Le féminisme est prêché, poursuivant l’idée de l’uniformité de masse dans le domaine des sexes. A la place de la polarité des sexes, est promulgué l’idéal de la confusion des sexes. Les femmes sont encouragées à être les « égales » des hommes, et la reconnaissance occidentale de la polarité sexuelle est dénoncée comme un « abaissement » et une « persécution » des femmes.
Le pacifisme est prêché comme un article de propagande. Ce n’est bien sûr pas un vrai pacifisme, car celui-ci survient sans que personne ne le prêche, et souvent sans que personne ne le connaisse, et toujours sans que quelqu’un puisse y faire quelque chose. En pratique, le pacifisme doctrinaire est toujours une forme de propagande de guerre. Ainsi, en Amérique, Europe signifie guerre, et Amérique signifie paix. L’impérialisme américain est toujours une croisade pour la paix. Un important membre du régime a récemment parlé du « devoir [de l’Amérique] d’imposer la paix dans le monde ».
La « tolérance religieuse » fait aussi partie de la propagande, et elle est interprétée de manière à signifier indifférence religieuse.

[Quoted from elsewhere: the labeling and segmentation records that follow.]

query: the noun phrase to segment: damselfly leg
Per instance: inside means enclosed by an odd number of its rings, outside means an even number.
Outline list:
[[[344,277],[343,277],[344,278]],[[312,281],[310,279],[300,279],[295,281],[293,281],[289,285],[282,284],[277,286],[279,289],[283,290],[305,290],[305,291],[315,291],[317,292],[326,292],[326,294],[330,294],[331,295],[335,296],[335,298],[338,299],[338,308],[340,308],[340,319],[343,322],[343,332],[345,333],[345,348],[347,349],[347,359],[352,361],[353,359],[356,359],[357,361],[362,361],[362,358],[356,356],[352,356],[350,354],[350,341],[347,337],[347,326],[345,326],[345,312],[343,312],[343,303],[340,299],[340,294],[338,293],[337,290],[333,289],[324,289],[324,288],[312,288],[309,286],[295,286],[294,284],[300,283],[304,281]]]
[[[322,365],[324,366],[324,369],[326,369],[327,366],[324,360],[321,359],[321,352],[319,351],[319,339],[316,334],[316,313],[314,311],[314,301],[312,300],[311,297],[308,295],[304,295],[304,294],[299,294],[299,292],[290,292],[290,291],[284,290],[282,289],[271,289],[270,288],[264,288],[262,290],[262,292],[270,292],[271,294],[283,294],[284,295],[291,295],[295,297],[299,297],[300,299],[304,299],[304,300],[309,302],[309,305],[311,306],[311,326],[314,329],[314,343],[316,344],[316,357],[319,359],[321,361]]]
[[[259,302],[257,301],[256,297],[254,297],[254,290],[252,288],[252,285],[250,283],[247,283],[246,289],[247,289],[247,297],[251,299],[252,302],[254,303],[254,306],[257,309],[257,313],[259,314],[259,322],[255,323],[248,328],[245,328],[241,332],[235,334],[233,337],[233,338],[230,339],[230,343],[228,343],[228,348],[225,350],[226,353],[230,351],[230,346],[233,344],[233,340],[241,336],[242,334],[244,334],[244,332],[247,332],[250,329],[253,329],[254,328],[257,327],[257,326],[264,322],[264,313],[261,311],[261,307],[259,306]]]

Les dogmes et les doctrines religieuses sont traitées comme étant tout à fait secondaires. Les Eglises sont souvent fusionnées ou séparées pour des considérations purement économiques. Quand la religion n’est pas simplement un amusement social hebdomadaire obligatoire, c’est une conférence politique. La coopération entre les Eglises est constamment organisée, et toujours pour quelque but unitaire, n’ayant rien à voir avec la religion. Ce que cela signifie, c’est la soumission de la religion au programme de déformation de la Culture.
Extrait du livre de Francis P. Yockey, « Imperium » (1948).